Le président de la Conférence de Munich sur la sécurité, Christoph Heusgen, prononce dimanche son discours de clôture © Sven Hoppe/dpa

Pendant ce temps, le chef de la politique étrangère de l’UE, Josep Borrell, a reconnu le passé troublé de l’Occident, citant le colonialisme européen en Afrique et le soutien occidental aux dictatures en Amérique latine. “Les gens ont des souvenirs, les gens ont des sentiments”, a-t-il déclaré. “Nous devons être plus impliqués, en montrant que nous protégeons les valeurs universelles.”

Comfort Ero, président de l’organisation de prévention des crises “Crisis Group”, a salué les “efforts significatifs” de l’Occident pour répondre aux critiques selon lesquelles d’autres pays sont soumis à un “test de loyauté” envers l’Ukraine et sont incapables d’écouter leurs préoccupations . . “Parler, c’est important. L’écoute est importante”, a-t-il déclaré. “La clé sera de savoir comment cela se traduira par un véritable engagement politique et des résultats pratiques.”

Ero a ajouté qu’il était important de ne pas regrouper les pays, notant que si l’Afrique du Sud s’était abstenue lors du vote de l’ONU l’année dernière sur les annexions de la Russie, le Ghana et le Nigeria faisaient partie d’un certain nombre de pays africains qui ont voté pour.

La position de la Chine sur le conflit occupait une place importante lors du rassemblement de Munich, tout comme les tensions entre Pékin et Washington. Amrita Narlikar, présidente et professeure à l’Institut allemand d’études mondiales et régionales basé à Hambourg, a déclaré que les responsables européens et américains doivent faire mieux pour contrer la formation “très intelligente” de la Chine dans le cadre du Sud global. où il agit en tant que partenaire pour aider les pays à protéger leur souveraineté et à promouvoir le développement.

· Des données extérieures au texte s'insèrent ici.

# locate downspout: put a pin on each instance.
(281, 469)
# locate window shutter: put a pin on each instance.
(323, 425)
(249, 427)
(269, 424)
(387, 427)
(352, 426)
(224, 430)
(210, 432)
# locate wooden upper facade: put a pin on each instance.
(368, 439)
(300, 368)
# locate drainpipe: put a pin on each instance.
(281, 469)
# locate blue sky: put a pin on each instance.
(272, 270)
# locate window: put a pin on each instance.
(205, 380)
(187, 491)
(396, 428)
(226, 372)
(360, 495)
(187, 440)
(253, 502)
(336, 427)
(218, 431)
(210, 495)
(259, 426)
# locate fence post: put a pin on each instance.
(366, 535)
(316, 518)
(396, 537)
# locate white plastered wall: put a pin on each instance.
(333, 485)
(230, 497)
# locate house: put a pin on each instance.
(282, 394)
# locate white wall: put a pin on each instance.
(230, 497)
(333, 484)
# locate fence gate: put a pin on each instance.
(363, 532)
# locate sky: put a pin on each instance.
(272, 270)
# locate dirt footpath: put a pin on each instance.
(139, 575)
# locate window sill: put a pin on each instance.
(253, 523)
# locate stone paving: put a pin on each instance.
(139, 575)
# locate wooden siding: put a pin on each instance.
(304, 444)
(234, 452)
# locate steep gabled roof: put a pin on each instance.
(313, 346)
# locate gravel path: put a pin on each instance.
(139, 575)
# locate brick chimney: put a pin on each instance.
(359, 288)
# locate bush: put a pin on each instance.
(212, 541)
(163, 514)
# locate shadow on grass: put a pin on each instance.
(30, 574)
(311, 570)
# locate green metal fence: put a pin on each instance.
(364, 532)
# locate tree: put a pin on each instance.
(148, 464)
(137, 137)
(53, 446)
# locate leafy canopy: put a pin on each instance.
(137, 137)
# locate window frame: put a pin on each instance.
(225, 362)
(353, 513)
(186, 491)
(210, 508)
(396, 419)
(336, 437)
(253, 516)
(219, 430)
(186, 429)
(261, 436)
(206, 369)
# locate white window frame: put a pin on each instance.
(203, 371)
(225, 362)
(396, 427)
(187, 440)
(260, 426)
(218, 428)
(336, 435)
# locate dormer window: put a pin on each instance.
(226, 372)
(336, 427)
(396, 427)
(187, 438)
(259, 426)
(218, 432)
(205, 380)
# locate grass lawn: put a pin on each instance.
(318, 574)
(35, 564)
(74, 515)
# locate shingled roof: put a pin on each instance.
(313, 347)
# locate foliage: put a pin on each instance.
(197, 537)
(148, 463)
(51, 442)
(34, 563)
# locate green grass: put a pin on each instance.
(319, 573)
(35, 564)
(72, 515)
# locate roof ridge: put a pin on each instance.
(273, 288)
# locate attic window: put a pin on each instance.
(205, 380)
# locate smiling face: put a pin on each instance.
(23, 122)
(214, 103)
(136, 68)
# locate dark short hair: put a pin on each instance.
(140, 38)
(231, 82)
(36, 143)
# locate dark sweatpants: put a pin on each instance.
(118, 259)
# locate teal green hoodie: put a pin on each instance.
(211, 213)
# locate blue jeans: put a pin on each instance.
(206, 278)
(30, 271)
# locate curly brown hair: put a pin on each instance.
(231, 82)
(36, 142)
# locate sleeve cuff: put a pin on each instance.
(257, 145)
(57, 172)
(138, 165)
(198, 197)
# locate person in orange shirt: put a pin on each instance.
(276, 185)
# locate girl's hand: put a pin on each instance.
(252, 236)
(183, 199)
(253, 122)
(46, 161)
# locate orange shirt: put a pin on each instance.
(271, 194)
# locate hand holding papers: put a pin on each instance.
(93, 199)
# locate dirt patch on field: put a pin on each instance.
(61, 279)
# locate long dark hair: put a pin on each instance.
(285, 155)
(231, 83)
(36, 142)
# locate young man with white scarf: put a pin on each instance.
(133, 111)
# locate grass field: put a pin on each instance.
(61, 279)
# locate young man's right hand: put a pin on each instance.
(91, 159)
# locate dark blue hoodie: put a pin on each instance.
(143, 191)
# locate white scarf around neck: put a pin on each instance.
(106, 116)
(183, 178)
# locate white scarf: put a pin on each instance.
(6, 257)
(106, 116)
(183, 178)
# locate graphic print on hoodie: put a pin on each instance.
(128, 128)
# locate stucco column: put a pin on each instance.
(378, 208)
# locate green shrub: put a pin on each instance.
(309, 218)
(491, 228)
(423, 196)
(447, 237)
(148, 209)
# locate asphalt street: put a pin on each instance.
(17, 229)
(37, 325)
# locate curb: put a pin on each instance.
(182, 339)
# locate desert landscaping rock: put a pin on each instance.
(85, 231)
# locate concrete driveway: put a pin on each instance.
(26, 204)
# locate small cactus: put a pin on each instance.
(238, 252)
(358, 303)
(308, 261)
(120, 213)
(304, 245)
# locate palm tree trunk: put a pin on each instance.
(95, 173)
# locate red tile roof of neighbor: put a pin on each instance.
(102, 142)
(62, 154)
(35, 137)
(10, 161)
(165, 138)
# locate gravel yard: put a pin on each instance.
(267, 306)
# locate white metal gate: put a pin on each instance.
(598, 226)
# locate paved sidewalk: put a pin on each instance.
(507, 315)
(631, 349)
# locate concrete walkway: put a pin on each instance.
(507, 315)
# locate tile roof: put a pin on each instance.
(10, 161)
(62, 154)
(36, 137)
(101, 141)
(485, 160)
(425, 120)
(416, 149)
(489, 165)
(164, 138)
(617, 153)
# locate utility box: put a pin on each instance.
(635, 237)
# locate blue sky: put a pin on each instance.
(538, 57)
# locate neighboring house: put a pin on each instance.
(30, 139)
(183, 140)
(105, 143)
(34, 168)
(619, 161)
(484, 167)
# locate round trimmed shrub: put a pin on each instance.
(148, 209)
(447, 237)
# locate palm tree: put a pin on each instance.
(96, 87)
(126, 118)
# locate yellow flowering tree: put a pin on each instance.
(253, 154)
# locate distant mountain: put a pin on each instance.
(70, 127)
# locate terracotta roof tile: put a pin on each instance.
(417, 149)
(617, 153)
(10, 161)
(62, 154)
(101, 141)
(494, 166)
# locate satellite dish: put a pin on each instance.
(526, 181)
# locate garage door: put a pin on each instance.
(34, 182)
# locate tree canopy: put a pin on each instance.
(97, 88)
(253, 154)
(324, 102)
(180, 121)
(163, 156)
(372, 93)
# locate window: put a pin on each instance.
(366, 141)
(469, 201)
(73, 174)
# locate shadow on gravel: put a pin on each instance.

Narlikar a déclaré que le plan de paix pour le conflit ukrainien que Pékin a promis de publier dans les prochains jours, attirant le scepticisme des responsables européens et américains, ciblera probablement plus que l’Occident. “Tout aussi important, on peut s’attendre à ce que le Sud global soit un public”, a-t-il déclaré.

“Si la Chine présente sa vision comme un dialogue de paix entre la Russie et l’Ukraine et met en évidence les coûts économiques mondiaux d’une guerre prolongée, elle obtiendra un soutien important dans de grandes parties du Sud global.

“L’Occident doit se ressaisir et construire des récits plus inclusifs et gagnants”, a-t-il ajouté.